Mais plus récemment, les pays émergents ont remis en cause cette répartition arbitrale des rôles, qui ne leur donne aucune représentation au sein de ces deux éminentes institutions internationales. Une tradition qui paraît certes archaïque lorsque l’on sait qu’elle exclut la deuxième puissance mondiale qu’est désormais la Chine. En 2011, le président de la banque centrale mexicaine, Agustin Carstens, était ainsi entré en lice pour contrer la première candidature de Christine Lagarde dans ses fonctions au FMI, mais les pays émergents n’avaient pas réussi à créer de consensus autour d’un nom. Et la Française avait été renouvelée sans opposant en 2016.
Mais le débat devrait ressurgir à nouveau cette année, à la faveur du départ anticipé de Christine Lagarde. Parmi les candidats supposés à ce stade, celui d'Augustin Carstens revient, mais aussi l’ancien gouverneur de la Banque centrale indienne, Raghuram Rajan, ou encore le chairman de l’autorité monétaire de Singapour, Tharman Shanmugaratnam. Et du côté du Vieux Continent, on cite les candidats à la BCE, comme les banquiers centraux François Villeroy de Galhau, Olli Rehn ou encore Jens Weidman. Mais aussi de possibles transfuges de la BCE, comme Benoît Coeuré ou bien même Mario Draghi. Parmi les profils annexes, figurent le gouverneur de la Banque d’Angleterre Mark Carney, le PDG de la banque suisse Credit Suisse Tidjane Thiam ou bien l’ancien patron de Pimco, Mohamed El-Erian.
Une chose est sûre, le prochain patron du FMI devra agir face à une réticence américaine de plus en plus forte.

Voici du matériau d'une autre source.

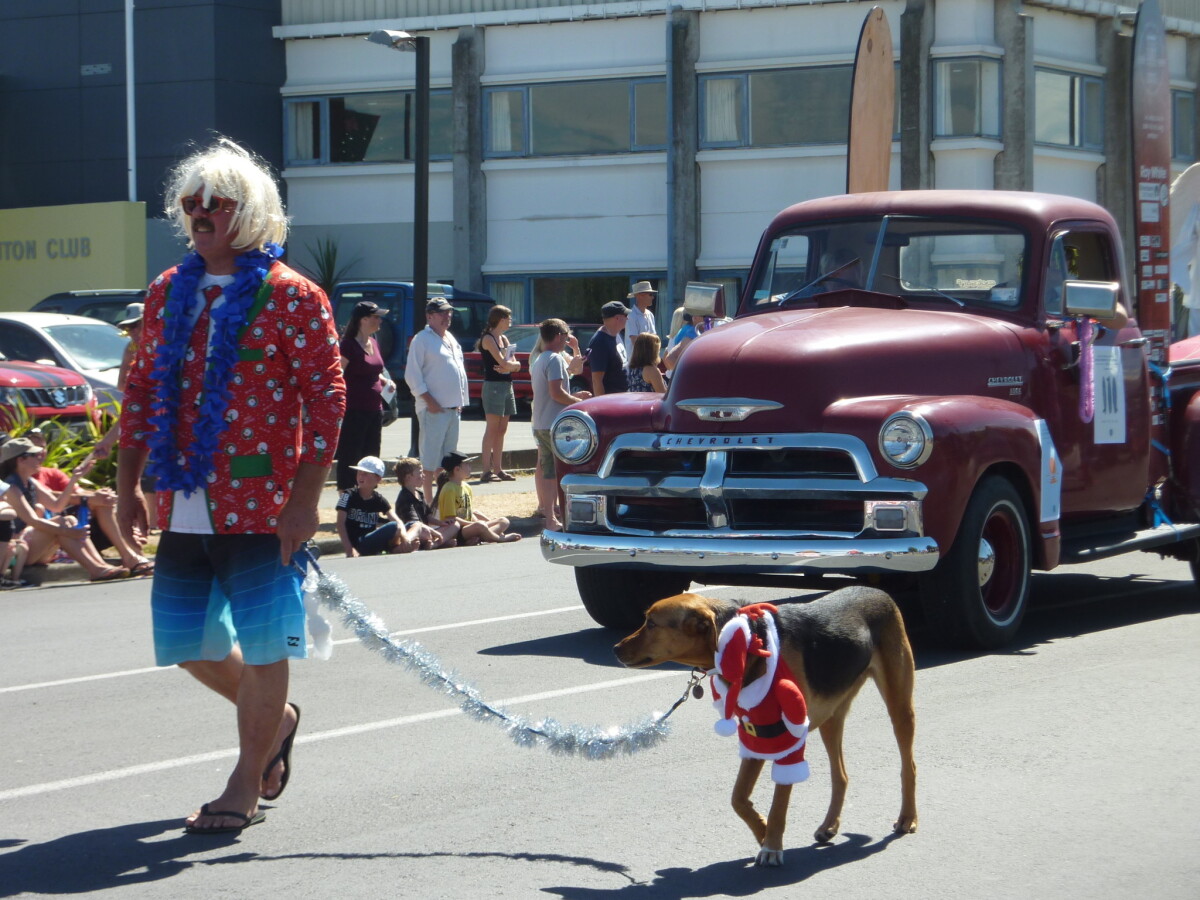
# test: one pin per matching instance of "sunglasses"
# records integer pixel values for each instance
(222, 204)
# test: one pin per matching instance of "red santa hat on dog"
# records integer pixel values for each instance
(738, 641)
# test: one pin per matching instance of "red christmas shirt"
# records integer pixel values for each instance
(286, 406)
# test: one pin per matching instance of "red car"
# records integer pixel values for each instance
(525, 337)
(45, 393)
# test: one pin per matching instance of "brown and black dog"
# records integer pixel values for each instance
(832, 646)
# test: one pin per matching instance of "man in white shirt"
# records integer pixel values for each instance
(550, 377)
(436, 375)
(641, 318)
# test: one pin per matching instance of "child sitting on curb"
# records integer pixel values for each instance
(454, 501)
(366, 522)
(420, 528)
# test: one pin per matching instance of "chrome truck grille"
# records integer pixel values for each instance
(742, 486)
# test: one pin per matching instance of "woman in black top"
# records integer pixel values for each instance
(499, 403)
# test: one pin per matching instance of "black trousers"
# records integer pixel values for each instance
(360, 437)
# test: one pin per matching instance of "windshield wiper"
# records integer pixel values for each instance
(918, 287)
(799, 292)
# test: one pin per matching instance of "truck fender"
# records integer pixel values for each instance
(973, 436)
(1187, 461)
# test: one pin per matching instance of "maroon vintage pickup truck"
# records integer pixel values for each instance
(931, 387)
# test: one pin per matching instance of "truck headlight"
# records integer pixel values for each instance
(574, 437)
(906, 439)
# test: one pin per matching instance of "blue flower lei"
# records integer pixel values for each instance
(186, 469)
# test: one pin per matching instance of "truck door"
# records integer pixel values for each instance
(1105, 460)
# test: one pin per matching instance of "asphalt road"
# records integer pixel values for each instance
(1062, 768)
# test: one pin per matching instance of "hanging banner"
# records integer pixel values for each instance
(871, 107)
(1151, 107)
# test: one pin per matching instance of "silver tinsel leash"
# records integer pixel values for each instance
(589, 742)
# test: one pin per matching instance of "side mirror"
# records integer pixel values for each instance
(1095, 299)
(701, 299)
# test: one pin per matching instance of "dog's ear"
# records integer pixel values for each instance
(702, 623)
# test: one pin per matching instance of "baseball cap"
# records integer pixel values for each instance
(372, 465)
(455, 459)
(613, 307)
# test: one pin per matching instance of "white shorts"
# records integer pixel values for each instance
(439, 436)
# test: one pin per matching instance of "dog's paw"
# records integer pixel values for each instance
(769, 856)
(905, 825)
(827, 832)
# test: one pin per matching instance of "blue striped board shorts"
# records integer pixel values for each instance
(211, 591)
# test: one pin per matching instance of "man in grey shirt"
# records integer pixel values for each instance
(436, 375)
(551, 378)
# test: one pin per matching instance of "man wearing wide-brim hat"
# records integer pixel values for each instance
(641, 319)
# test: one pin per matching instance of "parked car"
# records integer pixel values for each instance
(43, 393)
(87, 346)
(403, 322)
(523, 339)
(106, 305)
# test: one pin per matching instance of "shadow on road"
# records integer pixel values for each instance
(739, 877)
(592, 646)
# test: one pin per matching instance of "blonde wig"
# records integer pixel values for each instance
(227, 169)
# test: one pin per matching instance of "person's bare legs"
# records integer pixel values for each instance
(547, 497)
(225, 678)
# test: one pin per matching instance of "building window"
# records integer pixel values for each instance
(375, 126)
(780, 107)
(1183, 126)
(576, 118)
(967, 97)
(1068, 109)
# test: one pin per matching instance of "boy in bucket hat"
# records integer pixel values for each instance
(641, 317)
(366, 522)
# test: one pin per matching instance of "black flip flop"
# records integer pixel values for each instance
(286, 756)
(247, 821)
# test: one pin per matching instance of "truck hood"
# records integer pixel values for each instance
(809, 359)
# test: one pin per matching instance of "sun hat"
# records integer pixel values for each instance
(372, 465)
(17, 447)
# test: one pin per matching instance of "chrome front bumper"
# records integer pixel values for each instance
(733, 555)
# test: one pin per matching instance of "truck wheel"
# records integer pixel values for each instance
(978, 593)
(619, 598)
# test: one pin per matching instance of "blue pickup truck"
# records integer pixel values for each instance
(402, 322)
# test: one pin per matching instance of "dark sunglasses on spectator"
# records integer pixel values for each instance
(216, 203)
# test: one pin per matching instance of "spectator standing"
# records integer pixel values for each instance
(606, 353)
(366, 522)
(366, 381)
(641, 317)
(499, 403)
(436, 375)
(643, 365)
(235, 397)
(550, 377)
(456, 504)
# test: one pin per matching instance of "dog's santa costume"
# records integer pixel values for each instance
(768, 714)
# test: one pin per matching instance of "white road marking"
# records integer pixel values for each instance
(402, 721)
(148, 670)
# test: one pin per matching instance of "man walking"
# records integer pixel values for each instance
(233, 405)
(606, 352)
(551, 378)
(641, 318)
(437, 376)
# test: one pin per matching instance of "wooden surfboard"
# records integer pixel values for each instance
(871, 107)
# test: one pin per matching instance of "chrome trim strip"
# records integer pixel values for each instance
(901, 555)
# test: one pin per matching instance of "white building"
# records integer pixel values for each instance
(577, 148)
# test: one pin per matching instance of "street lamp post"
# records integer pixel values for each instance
(420, 45)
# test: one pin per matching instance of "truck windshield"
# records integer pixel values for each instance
(958, 262)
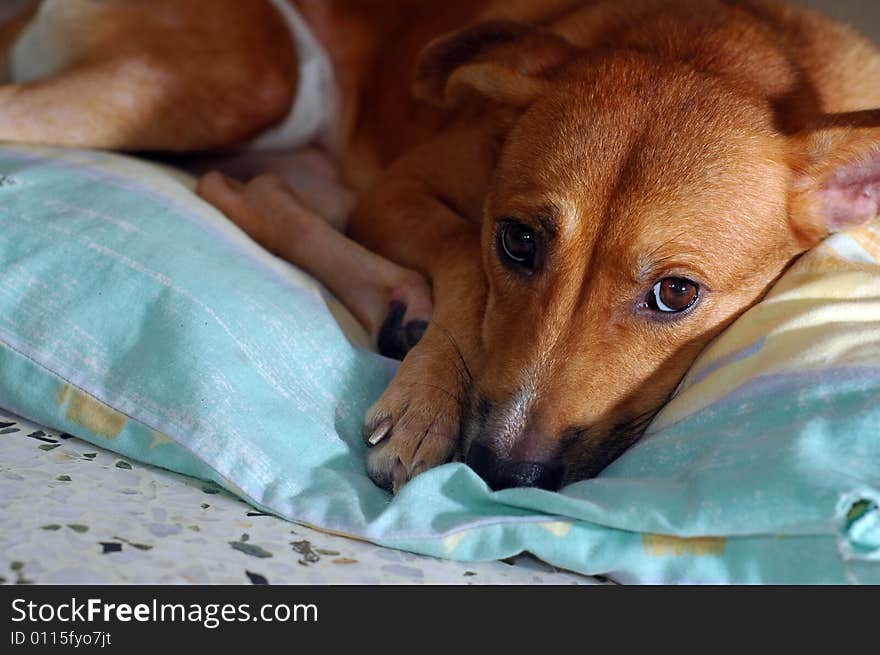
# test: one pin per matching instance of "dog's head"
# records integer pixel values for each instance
(637, 208)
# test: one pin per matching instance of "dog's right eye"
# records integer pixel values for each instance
(518, 244)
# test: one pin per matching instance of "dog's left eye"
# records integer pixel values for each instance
(672, 295)
(518, 244)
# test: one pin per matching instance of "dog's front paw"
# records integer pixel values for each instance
(416, 423)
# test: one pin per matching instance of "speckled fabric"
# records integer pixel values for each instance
(72, 513)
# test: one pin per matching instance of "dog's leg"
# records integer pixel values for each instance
(148, 75)
(415, 425)
(391, 302)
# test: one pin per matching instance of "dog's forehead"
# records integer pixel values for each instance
(677, 159)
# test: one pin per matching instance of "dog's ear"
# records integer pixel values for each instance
(502, 61)
(836, 175)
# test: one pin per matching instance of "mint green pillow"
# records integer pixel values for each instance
(136, 317)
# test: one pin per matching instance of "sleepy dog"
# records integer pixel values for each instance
(559, 203)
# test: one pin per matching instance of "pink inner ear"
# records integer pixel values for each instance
(852, 196)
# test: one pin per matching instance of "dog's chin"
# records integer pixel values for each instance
(583, 452)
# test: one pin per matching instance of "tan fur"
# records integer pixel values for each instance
(694, 139)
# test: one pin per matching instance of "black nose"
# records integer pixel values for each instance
(503, 474)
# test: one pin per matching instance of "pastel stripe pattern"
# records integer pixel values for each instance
(136, 317)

Lors de ses mandats, Christine Lagarde a eu à cœur de faire porter la voix de la Chine et d’œuvrer pour l’orthodoxie budgétaire, ce qui n’a pas été du goût de Donald Trump, lequel a déjà appelé à la suppression de cette institution. Elle s’est par ailleurs engagée dans la lutte contre le réchauffement climatique et l’égalité hommes-femmes, des sujets périphériques à la finance mais qui seront de plus en plus prédominants pour son successeur dans les prochaines années.